Enregistrer les montagnes
Pour donner vie aux paysages dans lesquels se déroule le roman, il fallait en prendre le pouls. Nous sommes donc partis en Norvège pour écouter le vent, observer les arbres et enregistrer les montagnes. Un sentiment de familiarité dosé d’une équivalente part d’étrangéité a teinté notre voyage. Les forêts ressemblent aux nôtres, mais elles nous sont apparues plus profondes, à la hauteur du mystère que sème Tarjei Vesaas dans son magnifique Palais de glace et dans tous ses écrits, d’ailleurs. Le vent, les oiseaux, les craquements de la glace, le déferlement de la cascade y sont aussi importants sinon plus que les humains qui les côtoient. Cela ouvrait un terrain de jeu infini pour le déploiement des environnements sonores.
Se perdre dans la lumière
La lumière nordique nous obsède. Diffuse et insaisissable, elle provient uniquement de la réflexion sur les nuages d’un soleil qui, l’hiver, ne se lève pas au-delà de l’horizon. Enveloppante, elle fait vibrer différemment les paysages et semble remuer nos corps. Rare, on s’émerveille à chaque instant de sa qualité. C’est peut-être pour cela qu’elle est si présente et puissante dans le roman.
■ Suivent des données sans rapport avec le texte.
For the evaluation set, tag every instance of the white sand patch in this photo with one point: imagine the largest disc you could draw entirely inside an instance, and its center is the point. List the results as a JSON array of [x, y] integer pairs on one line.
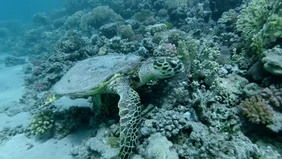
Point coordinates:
[[22, 147], [21, 119]]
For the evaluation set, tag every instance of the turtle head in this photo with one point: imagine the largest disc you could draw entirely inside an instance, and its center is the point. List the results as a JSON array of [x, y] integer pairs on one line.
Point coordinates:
[[160, 68]]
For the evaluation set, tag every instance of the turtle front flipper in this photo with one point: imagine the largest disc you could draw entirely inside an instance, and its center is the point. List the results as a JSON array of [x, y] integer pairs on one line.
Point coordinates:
[[129, 111]]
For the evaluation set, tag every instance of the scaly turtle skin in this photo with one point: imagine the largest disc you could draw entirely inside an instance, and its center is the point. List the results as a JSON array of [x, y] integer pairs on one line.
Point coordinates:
[[115, 74]]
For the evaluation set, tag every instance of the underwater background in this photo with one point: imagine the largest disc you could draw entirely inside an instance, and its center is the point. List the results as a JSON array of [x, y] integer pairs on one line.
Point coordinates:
[[196, 79]]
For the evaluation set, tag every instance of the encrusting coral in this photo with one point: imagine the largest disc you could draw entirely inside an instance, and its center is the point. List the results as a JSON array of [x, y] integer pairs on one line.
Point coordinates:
[[265, 107], [257, 110], [42, 123]]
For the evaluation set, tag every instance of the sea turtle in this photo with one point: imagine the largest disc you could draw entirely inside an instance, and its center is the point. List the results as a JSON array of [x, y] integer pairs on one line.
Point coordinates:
[[118, 74]]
Ce qui ne l’empêchait pas, ce soleil tardif et froid, de conserver une grande partie de sa force. Les rayons traversaient l’épaisseur des murs de glace [...], tout sans exception dansait dans cet océan de lumière qui déferlait à l’intérieur.
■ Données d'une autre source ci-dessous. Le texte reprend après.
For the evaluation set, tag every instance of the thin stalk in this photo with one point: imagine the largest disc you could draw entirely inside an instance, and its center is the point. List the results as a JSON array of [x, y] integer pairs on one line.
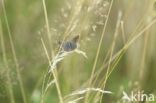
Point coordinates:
[[14, 55], [112, 50], [11, 94], [54, 73], [98, 51]]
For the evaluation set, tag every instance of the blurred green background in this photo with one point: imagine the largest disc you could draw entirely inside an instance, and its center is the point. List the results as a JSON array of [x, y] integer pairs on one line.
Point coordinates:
[[135, 70]]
De glace est une invitation à ausculter l’obscurité et à en apprécier les nuances infinies. Dans le sillage d’Unn, nous sommes amenés à se perdre dans la lumière, à s’abandonner tout entier à ce qu’elle fait surgir autour et à l’intérieur de nous.
- Anne-Marie Ouellet, Chercheuse d’art
- Thomas Sinou, Ingénieux du son
- Nancy Bussières, Prospectrice de lumière
L’immense palais de glace se révélait sept fois plus grand et plus extravagant quand on se tenait en bas.
D’ici, les murs de glace lui apparaissaient aussi hauts que le ciel ; ils grandissaient à mesure qu’elle y réfléchissait. Unn flottait dans un état d’ivresse. L’endroit fourmillait de pavillons et de chapiteaux, tant et tant qu’il lui était impossible de les dénombrer. L’eau avait contraint l’édifice à se dilater dans toutes les directions tandis que, au centre, la cascade se précipitait en chute libre, en se ménageant un espace rien qu’à elle.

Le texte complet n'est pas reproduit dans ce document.